Yes, the Bible calls us to take responsibility but it’s always in response to something God initiated. God is the one who made us, who redeems us, who transforms us over a lifetime. Any choice we make to participate is a response to that grace (which means “gift”), a stick-figure drawing given with love back to the one who gave us the crayons in the first place.
To work in our own strength, as much as it seems zealous, is heresy. So, for God’s sake, leave that heresy behind.
Here’s where another pastor, activist and monk Thomas Merton, spoke calm into my striving:
The more we persist in misunderstanding the phenomena of life, the more we analyze them out into strange finalities and complex purposes of our own, the more we involve ourselves in sadness, absurdity and despair. But it does not matter much, because no despair of ours can alter the reality of things, or stain the joy of the cosmic dance which is always there. Indeed, we are in the midst of it, and it is in the midst of us, for it beats in our very blood, whether we want it to or not.
Here is a better way: to know — whether or not we believe it’s God — that truth-seeking is a work done in us, not only by us. There is a way that time and sleep and tears will shape our capacity for the Truth we seek.
The final pastoral voice in my questioning came from scripture itself. I’ve condensed this quote from the Apostle Paul’s letter to the Christians at Philippi to highlight his embrace of the messy process of hungering for truth:
I want to know … Not that I have already obtained all this, or have already arrived at my goal, but I press on to take hold of that for which Christ Jesus took hold of me … I do not consider myself yet to have taken hold of it. But one thing I do: Forgetting what is behind and straining toward what is ahead, I press on toward the goal … If … you think differently, that too God will make clear to you … The Lord Jesus Christ … will transform (us).
It saved me to watch this founder of our faith in that unsettling space between past and future.
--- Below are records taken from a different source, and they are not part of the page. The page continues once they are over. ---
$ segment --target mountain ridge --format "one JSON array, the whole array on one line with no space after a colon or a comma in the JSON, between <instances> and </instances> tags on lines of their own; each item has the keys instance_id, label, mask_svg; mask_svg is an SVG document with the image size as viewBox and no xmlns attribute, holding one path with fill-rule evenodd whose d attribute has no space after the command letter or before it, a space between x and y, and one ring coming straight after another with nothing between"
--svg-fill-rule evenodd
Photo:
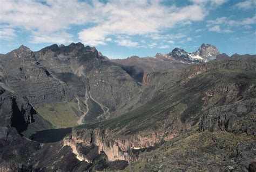
<instances>
[{"instance_id":1,"label":"mountain ridge","mask_svg":"<svg viewBox=\"0 0 256 172\"><path fill-rule=\"evenodd\" d=\"M0 170L13 163L25 171L248 170L255 153L256 56L211 60L211 46L201 47L193 54L209 61L192 63L180 49L173 54L184 63L163 54L146 64L130 58L143 67L80 42L35 52L22 46L1 56ZM70 127L55 142L28 139Z\"/></svg>"}]
</instances>

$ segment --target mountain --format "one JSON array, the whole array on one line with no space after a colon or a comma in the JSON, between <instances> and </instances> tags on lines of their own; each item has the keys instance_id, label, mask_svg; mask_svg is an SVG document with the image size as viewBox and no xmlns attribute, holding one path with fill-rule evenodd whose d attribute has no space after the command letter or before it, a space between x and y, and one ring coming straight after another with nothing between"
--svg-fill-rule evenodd
<instances>
[{"instance_id":1,"label":"mountain","mask_svg":"<svg viewBox=\"0 0 256 172\"><path fill-rule=\"evenodd\" d=\"M193 53L175 48L168 54L157 53L154 57L140 58L137 56L125 59L113 59L118 63L140 67L146 73L166 72L172 69L187 67L193 63L204 63L214 60L219 55L219 50L214 46L203 44Z\"/></svg>"},{"instance_id":2,"label":"mountain","mask_svg":"<svg viewBox=\"0 0 256 172\"><path fill-rule=\"evenodd\" d=\"M255 58L22 46L0 56L0 171L253 171Z\"/></svg>"}]
</instances>

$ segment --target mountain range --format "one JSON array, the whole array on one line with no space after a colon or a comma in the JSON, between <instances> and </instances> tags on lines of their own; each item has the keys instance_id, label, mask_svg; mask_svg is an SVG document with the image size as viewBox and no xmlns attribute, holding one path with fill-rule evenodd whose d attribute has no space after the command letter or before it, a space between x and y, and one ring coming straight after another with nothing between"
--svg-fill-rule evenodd
<instances>
[{"instance_id":1,"label":"mountain range","mask_svg":"<svg viewBox=\"0 0 256 172\"><path fill-rule=\"evenodd\" d=\"M255 57L0 54L0 171L255 171Z\"/></svg>"}]
</instances>

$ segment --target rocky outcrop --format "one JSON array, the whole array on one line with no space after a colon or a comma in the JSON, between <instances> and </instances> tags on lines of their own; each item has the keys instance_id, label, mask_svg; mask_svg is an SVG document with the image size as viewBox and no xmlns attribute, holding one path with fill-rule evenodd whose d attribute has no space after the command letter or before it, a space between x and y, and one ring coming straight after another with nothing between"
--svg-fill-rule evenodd
<instances>
[{"instance_id":1,"label":"rocky outcrop","mask_svg":"<svg viewBox=\"0 0 256 172\"><path fill-rule=\"evenodd\" d=\"M150 82L150 76L149 74L145 74L143 75L143 80L142 81L142 85L143 86L149 84Z\"/></svg>"},{"instance_id":2,"label":"rocky outcrop","mask_svg":"<svg viewBox=\"0 0 256 172\"><path fill-rule=\"evenodd\" d=\"M169 132L152 133L119 137L117 138L114 133L107 130L74 130L71 135L64 139L63 146L69 146L78 160L91 162L86 154L79 152L78 147L81 144L84 147L95 146L98 153L104 152L110 161L124 160L134 161L137 156L133 152L143 150L154 146L163 141L169 141L176 134Z\"/></svg>"},{"instance_id":3,"label":"rocky outcrop","mask_svg":"<svg viewBox=\"0 0 256 172\"><path fill-rule=\"evenodd\" d=\"M0 109L0 138L6 137L11 127L19 133L26 130L29 124L34 121L33 116L36 113L28 100L1 87Z\"/></svg>"},{"instance_id":4,"label":"rocky outcrop","mask_svg":"<svg viewBox=\"0 0 256 172\"><path fill-rule=\"evenodd\" d=\"M226 130L255 135L255 85L240 83L214 88L213 91L204 92L205 106L213 106L204 112L199 130Z\"/></svg>"},{"instance_id":5,"label":"rocky outcrop","mask_svg":"<svg viewBox=\"0 0 256 172\"><path fill-rule=\"evenodd\" d=\"M239 60L233 60L232 58L227 60L216 60L207 63L194 64L183 70L181 77L183 79L191 79L203 73L217 69L253 70L256 61L254 56L248 58L251 60L243 60L242 57Z\"/></svg>"}]
</instances>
Even Paul knew the disruptive experience of releasing what we’ve been before we know what we’ll be. Even the very proactive, intelligent Paul knew how to let himself be wholly transformed. While Paul certainly embraces his own agency in this process — I want, I press on, I strain — at the same time, he’s aware of his limitations, acknowledging he is not Lord of his own transformation. Even as he exerts himself he knows that there is a life-giving force at work beyond his own power: Christ Jesus took hold of me. God will make clear. Jesus transforms.
To reject the belief that God has no capacity for questions is not to reject God. Question that heresy. And you might come to know a God who is engaged and dynamic — even (especially) in the intimacy of wrestling. To reject the belief that faith requires us to dominate our own understanding is not to reject faith. Question that heresy. And you may find in yourself a new capacity for curiosity and adventure.
I’m just one small person but here’s what my wrangling taught me (and what I believe scripture and the historical, global church — outside of contemporary Western Christianity — affirms):
Whether or not you call it God, something wants to work in you, giving you capacity to embody truth. In the meantime, there are tears to be shed, walks to be wandered, naps to be had, and skin to be bared to the rain. Those things also hold truth. You might just find that you believe more than you think.
Mandy Smith is pastor of St. Lucia Uniting Church, Brisbane, and the author of The Vulnerable Pastor: How Human Limitations Empower Our Ministry and Unfettered: Imagining a Childlike Faith Beyond the Baggage of Western Culture.